A quasi cinque anni dal mantra allucinato - metà krauto, metà progressivo - di "Vision Creation Newsun", i Boredoms ritornano con un'opera di elevato valore, che estende ulteriormente l'idea musicale della band giapponese, trasfigurandola in un amplesso magmatico in cui, rispetto alla schizofrenia iconoclasta degli esordi, s'avverte un gusto più marcato per sonorità "estatiche" e "cosmiche" che hanno in Sun Ra uno dei numi tutelari basilari.
Dopo lo scioglimento della line-up originale, nel 2001 il leader storico Yamatsuka Eye (al cui fianco era rimasta la sola batterista, Yoshimi P-WE) chiama a raccolta altri due batteristi, ATR e Yochan, e spesso e volentieri si presenta al pubblico con la sigla Vooredoms L'intento è quello, come dichiarava lo stesso Eye, di mettere a punto "un'unità di circolazione intra-sistemica, in cui viene esplorato l'epicentro primordiale della musica dei Boredoms, alla ricerca di principi e sintonie ritmiche ed emotive".
E' quanto impregna il primo dei due brani del nuovo capitolo della saga della band di Osaka. "Seadrum", infatti, si apre con i vocalizzi ancestrali di Yoshimi P-WE, sommersi, in men che non si dica da una colossale e dinamitarda esplosione tribale. La circolarità "infinità" e martellante delle tre batterie prorompe in un'incandescente orgia di poliritmie, sovrapposizioni e slittamenti che è reminiscenza vivissima e più che mai attuale di una delle influenze più nascoste della band: il Pharoah Sanders percussivo e intergalattico di "Summun, Bukmun, Umyun" (dall'album omonimo). I glissando liquidi del piano tramutano, senza per altro intaccare, questo vertiginoso delirio ritmico in sfolgorio meta-musicale, che pesca sensazioni trascendenti nella "coscienza universale" di Alice Coltrane e preme in direzione di essenze spacey, che delimitano, per esserne al contempo risucchiati, mostruosi mulinelli di sconquassi free-form. E' a metà circa del brano che per un attimo la vertigine si tramuta in incanto, con le tablas a disegnare scenari "Hassell-iani", prima che la trimurti ritmica ricominci a percuotere senza pietà in tumultuosa apoteosi ascensionale, tra fughe verticali di elettronica e propaggini di dub sciamanico. Solo l'adagiarsi del tutto nel pianismo soffuso e vibrante di mistero del finale ricongiunge questa meteora impazzita alla pace di una landa sconfinata, persa nel tempo e nello spazio.
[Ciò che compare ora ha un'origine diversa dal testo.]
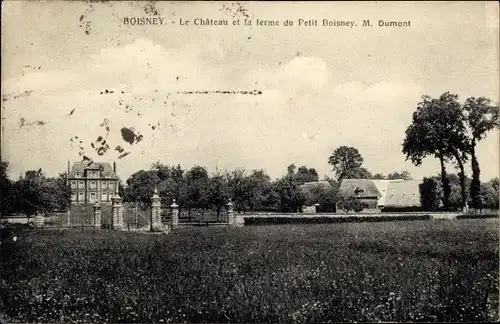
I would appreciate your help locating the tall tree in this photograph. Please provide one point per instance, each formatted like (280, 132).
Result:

Queste ultime, tra l'altro, sono le stesse coordinate che vanno a rifrangersi dentro il raga sterminato di "House Of Sun", ramificato senza sosta in mille direzioni possibili e impossibili… nonostante sembri restare (come per altro da copione) sempre nello stesso punto. Il sitar ("Psycobaba") è il punto di vista prospettico da cui viene ricavato un monolite ipnotico, tutto proteso allo sviluppo di una cattedrale di attimi purissimi che ora rievocano incroci sublimi (e subliminali) degni di un "Hosianna Mantra" (Popol Vuh), ora rinascono fradici di luce, iridescenti haiku sonori, in cui davvero sembra prendere forma la vita nel suo incedere sfavillante.
L'impressione, in definitiva, è che sia nel primo che nel secondo brano, Eye & co. mirino a una versione di "soul music" (così ama definirla lo stesso Eye, rifiutando la definizione - non del tutto errata, a dire il vero - di "trancedelic music") per il nuovo millennio. Una "soul-music" che, più che a un mood espressivo, deve ricondursi a un (non tanto) immaginario luogo dell'anima, lì dove convivono sia la loquacità dell'Occidente (lo "sconfinamento" ritmico del primo brano), quanto il silenzio dell'Oriente (l'eterea quiete dissolta in mille granuli di "House Of Sun").
In mezzo, i Boredoms… Quelli di oggi: ancora vivi e ispirati, nonostante la lunga attesa ci avesse fatto temere il contrario.